La Première ministre a lancé jeudi à Kinshasa les travaux de construction du Centre des infrastructures Félix-Antoine Tshisekedi Tshilombo, un immeuble public de 17 étages dont le coût est estimé à environ 25 millions USD. Le bâtiment doit regrouper les services clés du secteur des infrastructures et accueillir jusqu’à 1 400 agents et cadres.

Pour les autorités, le projet va au-delà d’une simple pose de première pierre. Le directeur général de l’Agence congolaise des grands travaux (ACGT), Nico Nzau-Nzau, a expliqué que l’objectif est de doter l’État d’un outil de travail moderne, capable de renforcer la coordination et la performance de l’administration en charge des infrastructures. Le site choisi, relevant du ministère des Infrastructures et Travaux publics, a longtemps abrité le Bureau technique de contrôle, une structure de référence pour le suivi des ouvrages publics.

Le principe retenu est celui du regroupement. Le futur centre doit réunir le cabinet du ministre des Infrastructures et l’ensemble des services stratégiques du secteur. Cette organisation vise à réduire les cloisonnements administratifs, accélérer les circuits de décision et améliorer la transparence dans la gestion des projets publics.

Du côté du gouvernement, le ministre des Infrastructures John Banza a souligné que la RDC dispose d’ingénieurs et d’experts qualifiés.
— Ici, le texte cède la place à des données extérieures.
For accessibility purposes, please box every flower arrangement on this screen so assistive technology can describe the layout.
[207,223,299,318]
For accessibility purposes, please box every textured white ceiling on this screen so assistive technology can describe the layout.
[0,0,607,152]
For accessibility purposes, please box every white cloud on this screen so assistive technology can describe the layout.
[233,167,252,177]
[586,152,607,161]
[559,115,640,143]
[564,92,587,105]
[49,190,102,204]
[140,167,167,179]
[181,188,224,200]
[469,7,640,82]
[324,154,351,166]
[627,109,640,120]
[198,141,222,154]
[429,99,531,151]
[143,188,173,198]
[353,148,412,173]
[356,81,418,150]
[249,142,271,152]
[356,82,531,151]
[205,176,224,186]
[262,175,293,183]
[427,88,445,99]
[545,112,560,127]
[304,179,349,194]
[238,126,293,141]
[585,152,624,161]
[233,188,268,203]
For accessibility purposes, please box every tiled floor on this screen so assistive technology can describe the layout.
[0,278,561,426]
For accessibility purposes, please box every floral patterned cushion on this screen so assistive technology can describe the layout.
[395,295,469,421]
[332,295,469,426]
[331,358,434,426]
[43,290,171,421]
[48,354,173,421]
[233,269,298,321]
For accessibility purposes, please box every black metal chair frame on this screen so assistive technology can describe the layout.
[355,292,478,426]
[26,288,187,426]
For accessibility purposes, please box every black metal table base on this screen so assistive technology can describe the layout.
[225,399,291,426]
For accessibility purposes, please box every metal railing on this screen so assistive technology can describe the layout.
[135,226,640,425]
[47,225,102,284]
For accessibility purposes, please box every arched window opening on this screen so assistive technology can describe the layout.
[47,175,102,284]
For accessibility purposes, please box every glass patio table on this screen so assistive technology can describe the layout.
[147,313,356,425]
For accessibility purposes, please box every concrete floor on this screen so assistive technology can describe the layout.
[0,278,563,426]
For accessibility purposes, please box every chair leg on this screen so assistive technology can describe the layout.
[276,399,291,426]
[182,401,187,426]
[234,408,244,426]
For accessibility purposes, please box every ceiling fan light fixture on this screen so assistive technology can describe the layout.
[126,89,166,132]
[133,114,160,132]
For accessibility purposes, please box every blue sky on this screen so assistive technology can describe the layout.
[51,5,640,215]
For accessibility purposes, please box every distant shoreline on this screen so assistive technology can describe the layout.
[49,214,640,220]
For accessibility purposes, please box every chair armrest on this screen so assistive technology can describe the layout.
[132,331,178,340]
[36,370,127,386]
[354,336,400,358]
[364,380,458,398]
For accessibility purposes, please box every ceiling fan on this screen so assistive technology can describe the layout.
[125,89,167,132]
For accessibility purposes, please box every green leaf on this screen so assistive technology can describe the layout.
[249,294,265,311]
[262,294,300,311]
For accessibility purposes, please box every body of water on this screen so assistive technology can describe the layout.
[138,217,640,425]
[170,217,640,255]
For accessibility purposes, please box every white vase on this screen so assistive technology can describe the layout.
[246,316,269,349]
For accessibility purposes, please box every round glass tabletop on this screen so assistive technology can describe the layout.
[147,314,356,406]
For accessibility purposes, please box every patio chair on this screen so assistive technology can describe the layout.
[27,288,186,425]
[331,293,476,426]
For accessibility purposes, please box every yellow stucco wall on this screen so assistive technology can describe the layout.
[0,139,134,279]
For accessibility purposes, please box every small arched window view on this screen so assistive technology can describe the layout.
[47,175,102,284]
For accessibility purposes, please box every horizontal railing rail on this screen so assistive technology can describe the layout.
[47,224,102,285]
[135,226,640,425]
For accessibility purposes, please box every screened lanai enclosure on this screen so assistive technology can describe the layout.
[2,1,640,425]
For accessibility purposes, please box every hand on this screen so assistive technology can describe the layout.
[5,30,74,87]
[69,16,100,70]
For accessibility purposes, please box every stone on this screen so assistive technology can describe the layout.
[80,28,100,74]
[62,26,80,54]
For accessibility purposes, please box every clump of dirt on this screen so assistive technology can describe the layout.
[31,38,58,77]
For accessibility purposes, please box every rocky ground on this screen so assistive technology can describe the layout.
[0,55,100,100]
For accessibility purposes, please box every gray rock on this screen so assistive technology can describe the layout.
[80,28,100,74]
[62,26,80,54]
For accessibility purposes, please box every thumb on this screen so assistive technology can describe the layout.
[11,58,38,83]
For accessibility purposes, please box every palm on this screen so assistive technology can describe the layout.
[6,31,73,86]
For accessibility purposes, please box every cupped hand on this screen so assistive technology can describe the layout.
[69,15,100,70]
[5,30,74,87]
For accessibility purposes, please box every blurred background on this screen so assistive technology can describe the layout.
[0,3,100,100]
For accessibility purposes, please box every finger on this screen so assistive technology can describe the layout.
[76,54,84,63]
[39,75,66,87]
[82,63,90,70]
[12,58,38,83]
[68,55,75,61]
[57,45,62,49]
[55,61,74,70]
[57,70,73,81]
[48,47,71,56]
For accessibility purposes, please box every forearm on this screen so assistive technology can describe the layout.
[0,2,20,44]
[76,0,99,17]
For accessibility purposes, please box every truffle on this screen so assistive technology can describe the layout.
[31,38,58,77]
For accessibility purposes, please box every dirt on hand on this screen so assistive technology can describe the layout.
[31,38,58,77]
Selon lui, le rôle de l’État consiste à offrir un cadre de travail adapté pour permettre à ces compétences de concevoir et de piloter les projets structurants du pays.
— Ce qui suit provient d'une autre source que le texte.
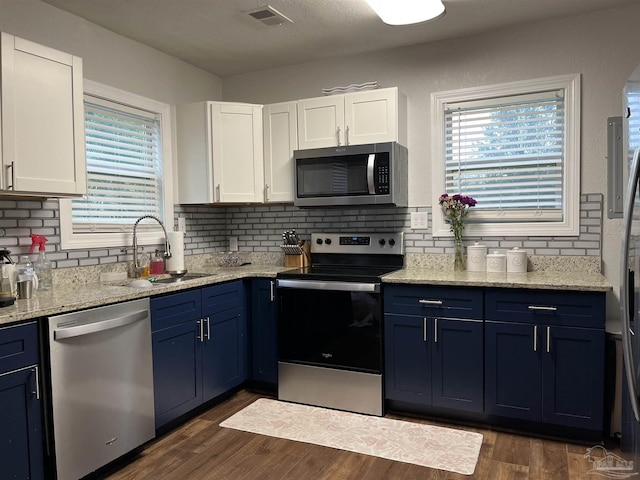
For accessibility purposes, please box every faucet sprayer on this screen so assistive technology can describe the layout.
[133,215,171,275]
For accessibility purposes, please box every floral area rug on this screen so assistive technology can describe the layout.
[220,398,482,475]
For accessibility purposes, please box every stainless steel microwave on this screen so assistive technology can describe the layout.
[293,142,408,207]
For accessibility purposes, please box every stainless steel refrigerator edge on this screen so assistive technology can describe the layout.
[620,59,640,465]
[47,298,155,480]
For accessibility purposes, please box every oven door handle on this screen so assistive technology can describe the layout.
[278,279,380,293]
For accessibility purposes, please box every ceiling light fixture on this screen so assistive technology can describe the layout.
[366,0,444,25]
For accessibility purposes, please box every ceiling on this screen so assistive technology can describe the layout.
[43,0,638,77]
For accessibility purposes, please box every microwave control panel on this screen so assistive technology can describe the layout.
[375,157,391,195]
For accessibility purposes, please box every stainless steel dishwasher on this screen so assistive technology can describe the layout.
[48,299,155,480]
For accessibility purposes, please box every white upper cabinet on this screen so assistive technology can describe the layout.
[262,102,298,203]
[176,102,264,204]
[0,33,86,197]
[298,87,407,149]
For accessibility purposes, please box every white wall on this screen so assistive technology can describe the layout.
[222,6,640,315]
[0,0,222,104]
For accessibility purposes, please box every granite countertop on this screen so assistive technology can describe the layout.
[0,265,612,325]
[383,267,613,292]
[0,265,288,325]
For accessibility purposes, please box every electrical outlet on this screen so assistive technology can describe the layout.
[229,237,238,252]
[411,212,429,230]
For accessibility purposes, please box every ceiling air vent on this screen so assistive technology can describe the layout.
[247,5,293,27]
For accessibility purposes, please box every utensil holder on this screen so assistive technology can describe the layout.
[280,241,309,267]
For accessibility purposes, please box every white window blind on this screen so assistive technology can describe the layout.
[72,95,163,231]
[443,89,566,222]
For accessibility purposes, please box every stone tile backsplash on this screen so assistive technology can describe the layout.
[0,193,604,268]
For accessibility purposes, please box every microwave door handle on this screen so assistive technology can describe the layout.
[367,153,376,195]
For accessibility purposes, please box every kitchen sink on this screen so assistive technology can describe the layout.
[151,273,215,283]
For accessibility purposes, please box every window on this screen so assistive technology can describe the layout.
[60,81,173,248]
[432,75,580,236]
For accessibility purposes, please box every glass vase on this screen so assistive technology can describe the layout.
[453,239,464,272]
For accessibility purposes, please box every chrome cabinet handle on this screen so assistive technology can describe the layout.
[5,162,16,190]
[547,327,551,353]
[418,298,442,305]
[422,317,427,342]
[527,305,558,312]
[32,365,40,400]
[433,318,438,343]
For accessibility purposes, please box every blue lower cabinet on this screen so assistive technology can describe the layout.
[485,322,542,422]
[542,327,605,431]
[485,322,605,431]
[385,313,483,412]
[202,307,247,402]
[151,320,202,428]
[0,322,44,480]
[249,278,278,384]
[151,281,247,428]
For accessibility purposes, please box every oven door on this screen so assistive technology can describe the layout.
[277,279,382,374]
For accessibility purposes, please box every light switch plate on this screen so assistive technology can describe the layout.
[178,217,187,233]
[411,212,429,230]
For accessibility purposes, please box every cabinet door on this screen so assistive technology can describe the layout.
[0,33,86,196]
[344,88,398,145]
[249,279,278,383]
[484,322,543,422]
[542,326,605,431]
[428,318,484,412]
[262,102,298,203]
[151,320,204,428]
[384,314,431,405]
[298,95,345,149]
[0,367,44,480]
[202,308,247,402]
[210,102,264,203]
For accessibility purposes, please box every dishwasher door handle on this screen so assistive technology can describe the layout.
[53,310,149,340]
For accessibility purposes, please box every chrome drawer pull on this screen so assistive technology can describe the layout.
[433,318,438,343]
[547,327,551,353]
[527,305,558,312]
[422,317,427,342]
[418,298,442,305]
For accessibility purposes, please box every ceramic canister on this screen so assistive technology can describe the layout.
[487,250,507,273]
[507,247,527,273]
[467,242,487,272]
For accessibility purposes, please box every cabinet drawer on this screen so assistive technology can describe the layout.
[151,290,201,332]
[384,285,482,319]
[0,322,39,373]
[202,281,244,317]
[485,289,605,328]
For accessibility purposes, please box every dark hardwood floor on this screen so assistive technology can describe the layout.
[106,391,619,480]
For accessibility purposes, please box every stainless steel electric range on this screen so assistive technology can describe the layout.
[276,232,404,415]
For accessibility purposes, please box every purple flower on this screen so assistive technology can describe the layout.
[438,193,478,240]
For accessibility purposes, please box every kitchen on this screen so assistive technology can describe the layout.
[0,0,640,478]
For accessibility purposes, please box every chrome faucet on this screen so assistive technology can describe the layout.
[133,215,171,277]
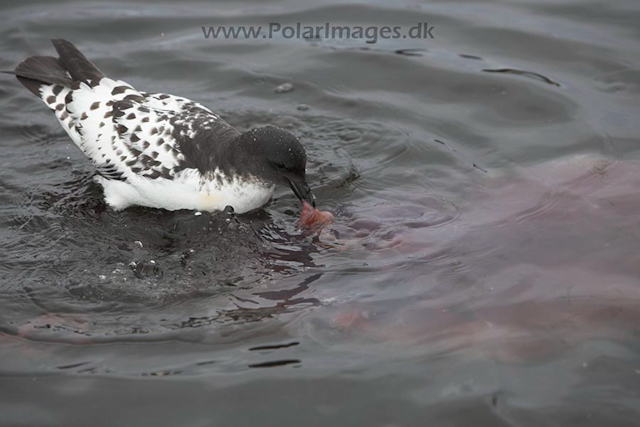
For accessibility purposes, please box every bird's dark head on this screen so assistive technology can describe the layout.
[238,126,316,207]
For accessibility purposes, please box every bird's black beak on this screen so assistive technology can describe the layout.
[287,178,316,208]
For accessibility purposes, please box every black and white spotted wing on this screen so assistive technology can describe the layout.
[41,77,226,181]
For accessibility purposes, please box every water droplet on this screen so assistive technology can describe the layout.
[274,83,293,93]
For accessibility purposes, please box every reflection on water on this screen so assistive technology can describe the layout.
[0,0,640,426]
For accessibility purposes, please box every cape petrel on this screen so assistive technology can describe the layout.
[15,39,315,213]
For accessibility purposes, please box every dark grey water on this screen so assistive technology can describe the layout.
[0,0,640,426]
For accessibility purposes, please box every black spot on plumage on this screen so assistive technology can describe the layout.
[111,86,131,95]
[160,166,171,179]
[145,170,161,179]
[124,94,144,102]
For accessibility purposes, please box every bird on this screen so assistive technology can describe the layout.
[13,38,315,214]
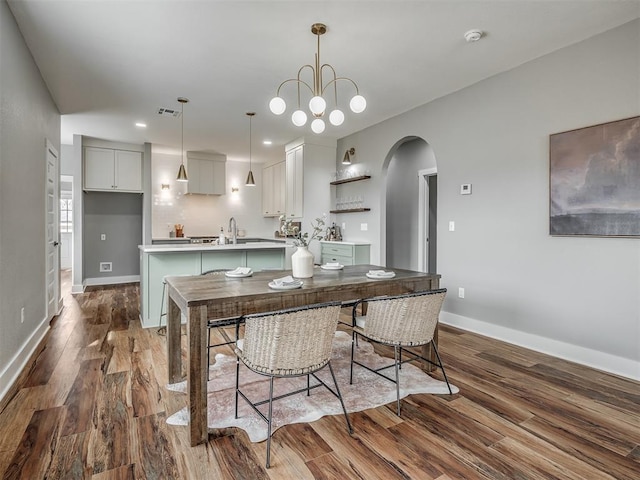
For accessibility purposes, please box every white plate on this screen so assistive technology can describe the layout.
[367,272,396,280]
[225,271,253,278]
[320,265,344,270]
[268,281,303,290]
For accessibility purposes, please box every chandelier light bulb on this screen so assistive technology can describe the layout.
[269,97,287,115]
[329,108,344,127]
[311,118,324,133]
[291,110,307,127]
[309,95,327,115]
[349,95,367,113]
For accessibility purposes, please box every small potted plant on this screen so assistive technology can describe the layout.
[280,215,325,278]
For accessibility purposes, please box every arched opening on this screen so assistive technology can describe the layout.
[382,137,437,272]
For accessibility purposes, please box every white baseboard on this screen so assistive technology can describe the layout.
[84,275,140,286]
[0,318,49,400]
[440,311,640,380]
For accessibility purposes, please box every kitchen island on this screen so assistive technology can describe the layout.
[138,240,291,328]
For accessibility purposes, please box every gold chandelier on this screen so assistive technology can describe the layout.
[269,23,367,133]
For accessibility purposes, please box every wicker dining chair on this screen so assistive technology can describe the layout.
[235,302,353,468]
[349,288,453,416]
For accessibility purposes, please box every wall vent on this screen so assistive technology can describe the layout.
[158,107,180,118]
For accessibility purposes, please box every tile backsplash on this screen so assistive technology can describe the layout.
[151,153,278,239]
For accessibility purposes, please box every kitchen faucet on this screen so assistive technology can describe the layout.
[229,217,238,245]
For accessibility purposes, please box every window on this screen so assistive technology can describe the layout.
[60,198,73,233]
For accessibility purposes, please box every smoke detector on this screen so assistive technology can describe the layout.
[464,29,484,43]
[157,107,180,117]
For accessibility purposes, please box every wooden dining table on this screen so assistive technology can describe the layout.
[165,265,440,446]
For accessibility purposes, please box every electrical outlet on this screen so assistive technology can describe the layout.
[100,262,113,272]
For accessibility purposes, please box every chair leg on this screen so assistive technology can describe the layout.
[393,345,400,416]
[266,377,273,468]
[349,330,358,385]
[207,328,211,380]
[327,362,353,435]
[431,340,453,395]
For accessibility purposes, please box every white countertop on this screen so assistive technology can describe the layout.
[138,241,292,253]
[320,240,371,245]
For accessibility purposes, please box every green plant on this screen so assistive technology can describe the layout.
[280,215,326,247]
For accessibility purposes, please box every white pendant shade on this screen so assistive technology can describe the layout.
[291,110,307,127]
[269,97,287,115]
[349,95,367,113]
[309,96,327,115]
[269,23,367,133]
[311,118,324,133]
[329,108,344,127]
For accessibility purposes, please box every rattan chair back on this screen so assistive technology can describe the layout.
[364,289,447,346]
[236,302,340,377]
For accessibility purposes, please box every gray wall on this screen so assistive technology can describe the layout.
[338,21,640,378]
[0,1,60,397]
[83,192,142,278]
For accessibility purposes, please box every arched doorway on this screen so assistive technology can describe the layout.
[383,137,437,272]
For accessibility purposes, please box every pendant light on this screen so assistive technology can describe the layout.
[269,23,367,134]
[176,97,189,182]
[245,112,256,187]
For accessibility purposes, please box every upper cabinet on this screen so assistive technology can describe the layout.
[285,145,304,218]
[186,152,227,195]
[262,162,286,217]
[262,137,336,224]
[84,147,142,193]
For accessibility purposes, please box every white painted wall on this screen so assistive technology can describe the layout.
[151,153,284,238]
[338,20,640,378]
[0,2,60,398]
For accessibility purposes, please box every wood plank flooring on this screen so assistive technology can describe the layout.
[0,273,640,480]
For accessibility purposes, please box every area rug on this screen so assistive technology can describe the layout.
[167,331,458,442]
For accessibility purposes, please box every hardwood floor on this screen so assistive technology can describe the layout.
[0,277,640,480]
Un bâtiment pensé pour centraliser l’action publique

Sur le plan financier, l’ACGT indique que les 25 millions USD nécessaires proviennent de ressources mobilisées sur plusieurs années, notamment à partir de mécanismes contractuels existants liés aux concessions routières. Le gouvernement parle d’un choix de financement prudent, fondé sur une gestion progressive des ressources.
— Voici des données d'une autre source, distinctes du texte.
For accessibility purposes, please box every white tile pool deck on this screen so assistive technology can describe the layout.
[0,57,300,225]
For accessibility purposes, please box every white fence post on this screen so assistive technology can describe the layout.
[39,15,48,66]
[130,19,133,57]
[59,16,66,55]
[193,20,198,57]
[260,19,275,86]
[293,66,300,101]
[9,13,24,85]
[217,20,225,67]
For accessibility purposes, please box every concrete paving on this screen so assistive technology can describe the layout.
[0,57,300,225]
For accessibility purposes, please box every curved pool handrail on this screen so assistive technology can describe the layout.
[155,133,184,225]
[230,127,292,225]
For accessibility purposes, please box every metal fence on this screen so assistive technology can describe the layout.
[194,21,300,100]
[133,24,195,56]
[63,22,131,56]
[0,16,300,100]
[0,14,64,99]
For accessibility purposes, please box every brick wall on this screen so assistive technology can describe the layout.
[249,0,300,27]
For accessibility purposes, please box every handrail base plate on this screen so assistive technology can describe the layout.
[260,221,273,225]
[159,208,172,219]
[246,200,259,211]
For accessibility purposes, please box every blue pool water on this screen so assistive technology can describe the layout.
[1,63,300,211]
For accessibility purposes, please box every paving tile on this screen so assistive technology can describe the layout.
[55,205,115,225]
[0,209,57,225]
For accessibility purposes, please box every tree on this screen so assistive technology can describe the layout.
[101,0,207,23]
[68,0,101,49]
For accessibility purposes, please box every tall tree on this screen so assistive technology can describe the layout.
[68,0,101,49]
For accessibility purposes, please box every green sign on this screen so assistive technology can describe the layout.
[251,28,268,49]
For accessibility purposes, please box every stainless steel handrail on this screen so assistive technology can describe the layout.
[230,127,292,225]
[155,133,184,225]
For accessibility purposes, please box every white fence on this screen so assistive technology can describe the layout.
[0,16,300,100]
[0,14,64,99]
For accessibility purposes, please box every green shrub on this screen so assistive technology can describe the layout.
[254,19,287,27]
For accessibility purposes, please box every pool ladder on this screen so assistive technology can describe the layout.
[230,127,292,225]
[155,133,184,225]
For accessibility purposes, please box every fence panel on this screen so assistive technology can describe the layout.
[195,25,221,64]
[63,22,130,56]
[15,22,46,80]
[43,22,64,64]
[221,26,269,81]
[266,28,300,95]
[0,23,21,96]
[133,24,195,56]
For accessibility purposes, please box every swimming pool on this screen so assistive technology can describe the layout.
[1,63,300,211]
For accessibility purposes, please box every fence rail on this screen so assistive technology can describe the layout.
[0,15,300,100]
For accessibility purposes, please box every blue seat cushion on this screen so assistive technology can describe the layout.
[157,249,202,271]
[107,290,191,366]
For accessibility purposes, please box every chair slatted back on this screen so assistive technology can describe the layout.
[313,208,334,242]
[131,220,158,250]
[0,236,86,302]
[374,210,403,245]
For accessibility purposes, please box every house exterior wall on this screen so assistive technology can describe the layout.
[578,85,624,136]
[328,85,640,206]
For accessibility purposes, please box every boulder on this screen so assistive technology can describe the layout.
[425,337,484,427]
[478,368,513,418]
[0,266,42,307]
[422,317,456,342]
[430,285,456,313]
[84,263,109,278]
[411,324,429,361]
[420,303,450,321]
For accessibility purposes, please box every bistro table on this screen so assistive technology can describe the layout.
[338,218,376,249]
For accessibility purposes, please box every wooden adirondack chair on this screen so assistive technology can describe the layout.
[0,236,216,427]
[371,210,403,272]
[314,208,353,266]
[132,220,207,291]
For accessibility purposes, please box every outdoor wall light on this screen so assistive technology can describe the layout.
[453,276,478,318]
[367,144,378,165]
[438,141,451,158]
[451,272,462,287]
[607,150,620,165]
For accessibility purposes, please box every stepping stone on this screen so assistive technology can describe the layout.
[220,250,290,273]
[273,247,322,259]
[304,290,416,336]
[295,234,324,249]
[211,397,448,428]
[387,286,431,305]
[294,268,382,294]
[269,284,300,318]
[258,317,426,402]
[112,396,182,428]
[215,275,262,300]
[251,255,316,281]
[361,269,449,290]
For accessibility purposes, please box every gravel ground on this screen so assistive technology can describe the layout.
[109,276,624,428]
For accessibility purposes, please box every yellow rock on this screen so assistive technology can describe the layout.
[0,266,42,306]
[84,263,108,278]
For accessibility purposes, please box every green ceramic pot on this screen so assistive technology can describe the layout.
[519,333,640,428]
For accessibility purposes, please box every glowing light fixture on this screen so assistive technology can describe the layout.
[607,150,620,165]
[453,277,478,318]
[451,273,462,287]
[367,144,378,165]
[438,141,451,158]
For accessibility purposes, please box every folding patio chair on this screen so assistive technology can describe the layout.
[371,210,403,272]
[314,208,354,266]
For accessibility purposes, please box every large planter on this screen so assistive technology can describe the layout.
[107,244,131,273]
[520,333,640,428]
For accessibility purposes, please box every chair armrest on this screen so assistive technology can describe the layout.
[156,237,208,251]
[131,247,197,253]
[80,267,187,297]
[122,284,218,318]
Techniquement, l’immeuble s’étendra sur une superficie bâtie totale de 19 548 m². Il comptera 17 niveaux, dont deux étages de parkings souterrains de 2 330 m² chacun, offrant environ 90 places par niveau, complétés par un parking extérieur de 42 places. Le rez-de-chaussée, d’une superficie de 952 m², sera dédié à l’accueil et à la gestion des flux, avec trois accès distincts selon les usages.

Les 14 étages supérieurs accueilleront les bureaux, sur près de 13 470 m². Le programme prévoit plus de 300 bureaux, 27 salles de réunion, un restaurant de 150 places, ainsi que des espaces événementiels comprenant deux salles polyvalentes de 400 places et deux salles de conférence de 100 places chacune. L’immeuble intégrera aussi une infirmerie, une salle des serveurs et un toit-terrasse de 466 m².

Pensé pour un usage intensif, le bâtiment doit offrir un environnement sécurisé et fonctionnel, avec des équipements adaptés aux exigences de l’administration moderne. Pour l’ACGT, ce centre doit devenir un outil central de pilotage de la politique nationale des infrastructures, en facilitant la coordination entre services et en améliorant la qualité du service public.